Belajar dari Aska Kecil

Tulisan ini sudah dimuat di Rahma.id dengan Judul "Belajar dari Aska" pada 5 Mei 2020 Link: https://rahma.id/belajar-dari-aska/ 

Aska namanya. Entah nama lengkapnya siapa saya tidak tahu. Mungkin dulu waktu ‘tilik bayi’ (nengok bayi) saya pernah dikasi tahu nama lengkapnya. Tapi bukanlah saya jika mudah mengingat nama seseorang. Aska kelas 1 SD sekarang. 

Dia tinggal di ujung kampung, lumayan jauh dari pemukiman. Dulu Bapaknya adalah seorang TKW, bekerja di Malaysia agar bisa nabung dan membangun rumah sederhada di pojokan sawah petak warisan Kakeknya Aska. Bapaknya memutuskan pulang dan tidak meneruskan menjadi TKW setelah rumah bisa berdiri. Berdiri saja, asal tidak lagi kehujanan dan kepanasan. Perkara di dalamnya masih seadanya ya itu dipikir nanti sambil jalan. Soalnya juga saat bekerja di Malaysia, mata Bapak Aska penah kena pecahan material sehingga ada pelukaan dan butuh dioperasi. Berhubung penanganannya sudah agak telat, mata Bapak Aska yang sebelah sekarang tidak lagi seperti dulu. Ada bagian kornea yang robek. 

Ibu Aska seorang pelayan warung makan di pinggir jalan dekat lapangan Desa. Masa pandemik Covid-19 begini, dia dirumahkan. Warung memutuskan tutup sebab tak banyak bahkan kadang tak ada seorangpun yang datang buat jajan ke warung. Apalagi Ibu Aska sedang hamil besar, sekitar 2 bulan lagi lahiran. Rawan jika harus tetap bekerja di luar. Ayah Aska juga kena imbas Covid 19. Tempat dia biasa bekerja kehilangan banyak permintaan sehingga sebagian besar karyawannya di rumahkan.

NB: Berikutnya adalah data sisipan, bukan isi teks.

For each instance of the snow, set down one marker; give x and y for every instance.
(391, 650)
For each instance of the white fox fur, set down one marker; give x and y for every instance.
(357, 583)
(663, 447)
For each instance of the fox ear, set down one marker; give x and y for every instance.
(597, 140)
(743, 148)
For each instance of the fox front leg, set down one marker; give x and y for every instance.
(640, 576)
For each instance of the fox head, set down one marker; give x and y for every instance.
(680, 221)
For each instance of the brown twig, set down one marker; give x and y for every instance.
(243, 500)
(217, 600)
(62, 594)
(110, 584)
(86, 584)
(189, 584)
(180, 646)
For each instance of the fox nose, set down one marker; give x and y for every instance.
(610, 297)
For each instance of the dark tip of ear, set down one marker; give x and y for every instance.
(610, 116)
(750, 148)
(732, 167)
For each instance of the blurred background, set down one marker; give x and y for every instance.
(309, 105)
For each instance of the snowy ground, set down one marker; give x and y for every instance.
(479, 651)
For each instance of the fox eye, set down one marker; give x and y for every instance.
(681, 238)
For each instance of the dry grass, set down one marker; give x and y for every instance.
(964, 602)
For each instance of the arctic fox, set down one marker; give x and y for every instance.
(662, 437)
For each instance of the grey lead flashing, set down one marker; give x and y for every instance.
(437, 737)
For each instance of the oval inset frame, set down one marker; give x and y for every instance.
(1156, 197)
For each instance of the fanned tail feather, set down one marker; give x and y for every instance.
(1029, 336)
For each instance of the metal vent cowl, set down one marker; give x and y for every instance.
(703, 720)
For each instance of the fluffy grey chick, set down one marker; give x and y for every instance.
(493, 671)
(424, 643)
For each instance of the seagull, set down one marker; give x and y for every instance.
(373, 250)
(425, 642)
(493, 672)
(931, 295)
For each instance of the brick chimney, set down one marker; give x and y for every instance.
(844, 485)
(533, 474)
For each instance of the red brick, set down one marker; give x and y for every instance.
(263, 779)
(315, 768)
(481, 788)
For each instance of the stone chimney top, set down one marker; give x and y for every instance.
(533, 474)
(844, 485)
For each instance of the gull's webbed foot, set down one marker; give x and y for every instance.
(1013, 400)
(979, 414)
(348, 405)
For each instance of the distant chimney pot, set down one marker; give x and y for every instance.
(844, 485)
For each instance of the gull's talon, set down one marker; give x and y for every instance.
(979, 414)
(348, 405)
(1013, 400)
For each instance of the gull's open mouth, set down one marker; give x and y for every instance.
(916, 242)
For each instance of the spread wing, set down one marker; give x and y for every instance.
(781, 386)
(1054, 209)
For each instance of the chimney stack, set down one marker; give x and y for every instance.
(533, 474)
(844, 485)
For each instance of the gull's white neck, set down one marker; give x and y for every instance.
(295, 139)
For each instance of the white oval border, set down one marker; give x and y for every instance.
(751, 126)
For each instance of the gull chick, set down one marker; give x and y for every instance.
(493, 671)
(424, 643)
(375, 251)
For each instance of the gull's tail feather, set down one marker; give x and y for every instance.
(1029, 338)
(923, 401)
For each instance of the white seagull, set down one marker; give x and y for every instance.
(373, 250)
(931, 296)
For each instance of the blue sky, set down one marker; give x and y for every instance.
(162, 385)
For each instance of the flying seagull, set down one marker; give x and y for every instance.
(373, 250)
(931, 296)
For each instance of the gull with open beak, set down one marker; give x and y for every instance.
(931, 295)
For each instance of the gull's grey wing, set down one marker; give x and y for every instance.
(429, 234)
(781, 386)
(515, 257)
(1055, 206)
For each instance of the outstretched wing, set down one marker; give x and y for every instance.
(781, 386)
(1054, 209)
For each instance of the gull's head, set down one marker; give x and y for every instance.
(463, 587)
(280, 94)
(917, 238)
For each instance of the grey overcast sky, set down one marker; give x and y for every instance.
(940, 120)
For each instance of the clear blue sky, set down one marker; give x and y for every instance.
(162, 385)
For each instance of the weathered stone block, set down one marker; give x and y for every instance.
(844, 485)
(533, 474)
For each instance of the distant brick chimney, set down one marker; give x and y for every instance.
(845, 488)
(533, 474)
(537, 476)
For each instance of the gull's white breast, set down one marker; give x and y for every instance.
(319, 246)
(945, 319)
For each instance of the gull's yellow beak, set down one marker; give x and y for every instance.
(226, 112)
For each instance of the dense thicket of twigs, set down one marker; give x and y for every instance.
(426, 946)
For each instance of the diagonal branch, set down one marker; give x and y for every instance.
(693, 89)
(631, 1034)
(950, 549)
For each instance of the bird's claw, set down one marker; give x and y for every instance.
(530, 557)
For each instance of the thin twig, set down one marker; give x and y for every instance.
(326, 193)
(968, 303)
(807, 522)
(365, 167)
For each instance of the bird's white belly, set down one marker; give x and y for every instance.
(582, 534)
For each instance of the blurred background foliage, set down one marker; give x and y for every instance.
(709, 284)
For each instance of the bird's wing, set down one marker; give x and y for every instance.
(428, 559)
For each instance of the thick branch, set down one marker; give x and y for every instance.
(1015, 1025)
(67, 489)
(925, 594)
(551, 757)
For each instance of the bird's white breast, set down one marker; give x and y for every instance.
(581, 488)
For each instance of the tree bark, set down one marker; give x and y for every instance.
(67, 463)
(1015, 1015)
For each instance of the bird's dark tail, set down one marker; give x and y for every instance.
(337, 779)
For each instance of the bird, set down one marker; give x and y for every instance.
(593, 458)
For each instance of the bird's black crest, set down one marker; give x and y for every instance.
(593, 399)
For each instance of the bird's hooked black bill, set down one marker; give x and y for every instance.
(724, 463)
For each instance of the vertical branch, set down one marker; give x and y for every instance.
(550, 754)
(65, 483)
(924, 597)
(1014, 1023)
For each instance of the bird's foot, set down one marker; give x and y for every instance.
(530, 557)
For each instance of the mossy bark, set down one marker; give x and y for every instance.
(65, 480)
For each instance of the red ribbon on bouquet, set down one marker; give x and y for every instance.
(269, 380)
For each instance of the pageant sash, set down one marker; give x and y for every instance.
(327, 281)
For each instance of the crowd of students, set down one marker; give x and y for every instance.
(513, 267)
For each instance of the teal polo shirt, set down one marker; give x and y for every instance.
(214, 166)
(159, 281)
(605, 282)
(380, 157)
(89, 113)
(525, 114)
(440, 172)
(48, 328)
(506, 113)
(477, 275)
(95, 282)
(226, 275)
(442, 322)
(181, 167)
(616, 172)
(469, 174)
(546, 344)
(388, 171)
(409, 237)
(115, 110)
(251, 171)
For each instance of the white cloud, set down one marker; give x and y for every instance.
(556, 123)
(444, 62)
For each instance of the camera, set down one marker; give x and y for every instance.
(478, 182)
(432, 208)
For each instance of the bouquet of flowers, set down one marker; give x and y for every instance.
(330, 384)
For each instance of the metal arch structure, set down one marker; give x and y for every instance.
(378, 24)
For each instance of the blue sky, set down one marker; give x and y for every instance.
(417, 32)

Praktis, sekarang kedua orang tua Aska adalah ‘semi pengangguran’. Kenapa semi pengangguran? Sebab mereka masih punya kegiatan mencari rumput. Kami menyebutnya sebagai ‘ngarit’. 

Mereka termasuk beberapa keluarga yang sekitar 1,5 tahun lalu terpilih mendapatkan bantuan dari pemerintah berupa kambing hidup sepasang. Sekarang kambingnya sudah 4. Entah berapa betina berapa jantan saya tak sempat bertanya. Jadi, meski tidak bekerja, mereka ada pekerjaan, yaitu ngarit. Tapi ngarit bukanlah jenis pekerjaan yang bisa menghasilkan uang segar secara instan. Ngarit termasuk ke dalam pekerjaan investasi. Suatu saat nanti saat waktunya tepat, kambing bisa dijual. Mungkin pas menjelang Lebaran Haji. Atau barangkali bagi Bapak Aska, kambing itu akan dijadikan kambing untuk aqiqahan adiknya Aska yang sebentar lagi lahir. 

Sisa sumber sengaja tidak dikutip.